Zitnik: One challenge relates to practical considerations. Implementing and integrating a model with laboratory equipment requires lots of work and complex software and hardware engineering, the curation of the data, and better user interfaces. Currently, minor variations in software and hardware can lead to considerable changes in AI performance. Thus, it becomes risky to couple virtual AI tools with actual physical devices that can operate in the real world. Data and models need to be standardized. Ultimately, if done properly, I would expect to see the emergence of self-driving labs and semi-autonomous discovery engines.
Another challenge relates to machine learning foundations. There are gaps in what algorithms currently can do versus what we need them to do to be used in a routine manner. Scientific data are multimodal, such as black holes in cosmology, natural language in scientific literature, biological sequences like amino acids, and 3D molecular and atomic structures. Integrating these data is challenging but necessary because looking at any data set in isolation cannot give a holistic view of the problem.
Another important challenge is that most AI models today still operate as black boxes. This means that scientists, the users, cannot fully understand or explain how these models operate. That's a challenge because scientific understanding is at the heart of advancing science. How to develop more transparent, deep learning models? This remains elusive.
The misapplication and misuse of AI is yet another challenge. Algorithms can be developed for one purpose but used for another. This can create vulnerabilities to manipulation. For example, in the molecular sciences, we've seen increasing use of generative AI to design molecular structures.
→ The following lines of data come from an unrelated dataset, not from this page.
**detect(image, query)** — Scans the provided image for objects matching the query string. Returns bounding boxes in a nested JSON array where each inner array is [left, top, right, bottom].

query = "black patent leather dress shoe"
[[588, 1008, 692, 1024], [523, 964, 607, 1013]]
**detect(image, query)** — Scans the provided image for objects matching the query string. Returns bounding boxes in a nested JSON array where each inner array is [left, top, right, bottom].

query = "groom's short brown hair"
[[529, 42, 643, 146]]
AI can generate structures that have drug-like properties, representing molecules that would be delivered to specific tissues, which makes them promising drug candidates. However, one could take the exact same algorithm and tweak the criteria.
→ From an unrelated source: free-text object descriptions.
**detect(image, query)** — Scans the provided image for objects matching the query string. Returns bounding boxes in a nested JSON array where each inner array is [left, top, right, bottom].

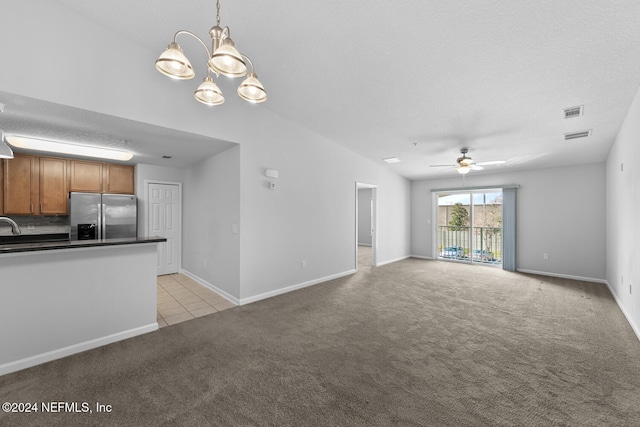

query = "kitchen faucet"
[[0, 216, 21, 235]]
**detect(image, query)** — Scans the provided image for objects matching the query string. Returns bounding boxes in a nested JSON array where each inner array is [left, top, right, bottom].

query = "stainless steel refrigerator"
[[69, 192, 137, 240]]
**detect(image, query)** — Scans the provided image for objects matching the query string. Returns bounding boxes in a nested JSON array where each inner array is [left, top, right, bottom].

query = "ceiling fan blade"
[[475, 160, 506, 166], [471, 165, 484, 170], [429, 164, 456, 167]]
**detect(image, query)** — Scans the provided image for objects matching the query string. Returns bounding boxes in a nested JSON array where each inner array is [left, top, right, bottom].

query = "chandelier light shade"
[[238, 72, 267, 103], [155, 0, 266, 106], [155, 42, 195, 79], [209, 37, 247, 77], [194, 76, 225, 105]]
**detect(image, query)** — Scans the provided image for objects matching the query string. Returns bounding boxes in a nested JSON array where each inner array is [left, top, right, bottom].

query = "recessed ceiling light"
[[5, 135, 133, 161], [383, 157, 401, 163]]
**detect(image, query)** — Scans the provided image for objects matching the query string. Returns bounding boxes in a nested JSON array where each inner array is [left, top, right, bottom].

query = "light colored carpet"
[[1, 258, 639, 426]]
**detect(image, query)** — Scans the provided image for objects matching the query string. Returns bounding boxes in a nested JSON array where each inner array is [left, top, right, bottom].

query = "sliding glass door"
[[437, 193, 470, 261], [437, 190, 503, 267], [471, 191, 502, 265]]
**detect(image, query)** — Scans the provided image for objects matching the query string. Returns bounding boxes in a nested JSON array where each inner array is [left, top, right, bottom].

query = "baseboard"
[[0, 323, 158, 377], [516, 269, 607, 285], [375, 255, 411, 267], [239, 269, 357, 306], [180, 269, 240, 306], [410, 254, 435, 260], [604, 280, 640, 342]]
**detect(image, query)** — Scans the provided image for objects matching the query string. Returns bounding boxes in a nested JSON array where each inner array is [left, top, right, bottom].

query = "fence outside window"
[[437, 226, 502, 264]]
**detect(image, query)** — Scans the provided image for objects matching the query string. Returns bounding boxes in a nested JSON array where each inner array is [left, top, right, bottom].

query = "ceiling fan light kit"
[[155, 0, 267, 106], [456, 165, 472, 175], [430, 147, 504, 175]]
Thus, instead of optimizing molecules to behave like medicines, the algorithm could generate molecules that resemble bioweapons. There should be a critical conversation around what is responsible use of AI in science. We need to think about establishing ethics review processes and implementation guidelines that currently do not exist.
HMNews: What do you see as some of the solutions?
Zitnik: Addressing the challenges will require new modes of thinking and collaboration. Moving forward, we have to change how research teams are formed. We expect to see more AI specialists and software and hardware engineers become critical members of scientific research teams. We expect novel forms of collaboration involving government at all levels, corporations, and educational institutions. Involving corporations is important because as AI models continue to grow in size, training these models will require resources that generally exist only in a handful of big tech companies. Universities, on the other hand, are better integrated across disciplines. Only at universities do we have departments of chemistry, biology, physics, and sociology, and so forth. Thus, academia is better positioned to understand and study how to prevent the various risks and misuses of AI.
Wang, H., et al. (2023). Scientific discovery in the age of artificial intelligence. Nature. doi.org/10.1038/s41586-023-06221-2.